Vice-Admiral Haydn Edmundson, the military's former commander in charge of military human resources, has been charged with sexual assault and committing indecent acts.
The Canadian Forces National Investigation Service (CFNIS) laid the Criminal Code charges today.
"As the matter is now proceeding through the civilian justice system, no further information can be released at this time," Department of National Defence spokesperson Daniel Le Bouthillier said in a media statement.
The allegations against Edmundson date back more than two decades, to when he was a lieutenant-commander overseeing training at the naval officer training centre in Esquimalt, B.C.
Viau alleged that she was a 19-year-old steward in the navy when Edmundson, a superior and lieutenant commander in 1991, started exposing his genitals to her onboard a navy ship deployed to the Pacific Ocean for an exercise.
Viau said she yelled at Edmundson and told him it was unacceptable behaviour. Days later, she said, the misconduct escalated and Edmundson raped her onboard HMCS Provider in early November, 1991, while the ship was docked in Pearl Harbor, Hawaii.
Edmundson's lawyer, Brian Greenspan, said his client denies the allegations.
"Vice-Admiral Edmundson continues to deny any suggestion of criminal misconduct and looks forward to the opportunity to restore his distinguished reputation for service to our country," Greenspan wrote in a statement to CBC News.
In response to the charges laid Tuesday, Viau's lawyer, Paul Champ, told CBC News his client "will make no comment on this matter other than to say we will wait for justice to take its course."
WATCH | Vice-Admiral Haydn Edmundson charged with sexual assault, indecent acts:
Champ said last month that CFNIS was consulting with civilian prosecutors in Ontario to determine if criminal charges should be laid.
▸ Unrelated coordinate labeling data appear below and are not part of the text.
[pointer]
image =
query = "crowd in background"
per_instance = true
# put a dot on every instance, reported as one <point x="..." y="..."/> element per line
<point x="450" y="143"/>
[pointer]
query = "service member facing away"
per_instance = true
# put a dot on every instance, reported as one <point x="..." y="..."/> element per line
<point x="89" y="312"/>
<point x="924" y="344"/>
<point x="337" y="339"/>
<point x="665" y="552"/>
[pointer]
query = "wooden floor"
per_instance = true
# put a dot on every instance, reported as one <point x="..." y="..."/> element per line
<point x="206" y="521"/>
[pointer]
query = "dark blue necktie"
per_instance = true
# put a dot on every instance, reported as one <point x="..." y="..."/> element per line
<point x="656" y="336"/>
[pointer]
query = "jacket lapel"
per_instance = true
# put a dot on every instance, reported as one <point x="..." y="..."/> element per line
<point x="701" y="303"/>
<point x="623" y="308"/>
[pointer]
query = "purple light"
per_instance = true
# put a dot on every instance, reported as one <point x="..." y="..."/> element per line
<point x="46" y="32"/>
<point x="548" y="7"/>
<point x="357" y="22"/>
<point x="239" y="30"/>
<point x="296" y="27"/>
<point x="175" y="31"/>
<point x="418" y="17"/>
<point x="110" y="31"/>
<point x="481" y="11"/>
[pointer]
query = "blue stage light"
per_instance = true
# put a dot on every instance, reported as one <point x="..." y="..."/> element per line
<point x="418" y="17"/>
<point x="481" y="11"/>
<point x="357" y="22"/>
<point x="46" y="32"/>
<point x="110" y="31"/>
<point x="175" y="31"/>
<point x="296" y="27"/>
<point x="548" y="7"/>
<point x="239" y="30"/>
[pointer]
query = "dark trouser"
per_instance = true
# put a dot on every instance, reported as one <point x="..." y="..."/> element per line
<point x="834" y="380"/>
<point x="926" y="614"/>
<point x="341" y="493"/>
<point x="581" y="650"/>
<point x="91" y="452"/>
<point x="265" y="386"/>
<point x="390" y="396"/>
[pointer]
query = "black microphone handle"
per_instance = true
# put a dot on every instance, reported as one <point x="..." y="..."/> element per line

The defence department said the case would be handed over to civilian prosecutors.
Defence Minister Anita Anand announced last month that she had accepted former Supreme Court justice Louise Arbour's recommendation to transfer sexual misconduct investigations to civilian police except in cases where an investigation is close to completion.
"In this particular case, the investigation was near completion," Le Bouthillier said regarding why CFNIS laid the charges.
This case is not part of the transfer of cases from the military to the civilian justice system.
The military placed Edmundson on paid leave when CBC's story first aired in March and later replaced him as the commander in charge of military human resources when the allegations were made public.
At the time, Greenspan called it regrettable that Edmundson was "replaced in his role without an opportunity to appropriately respond and defend against untested allegations which he categorically and unequivocally denies."
The Canadian military is engaged in a public struggle with sexual misconduct in the ranks. Since February 2021, multiple current and former senior Canadian military leaders have been sidelined, investigated or forced into retirement from some of the highest ranking posts in the Armed Forces.
The allegations against Edmundson are the most serious to be levelled recently against a senior leader in the Forces.
DND said that since May 12, Edmundson has been posted as a supported member at the Transition Centre Ottawa. While many military members who go to the transition group end up leaving the military, some transition back in.
Edmundson's first court appearance is set for Jan. 25 in Ottawa.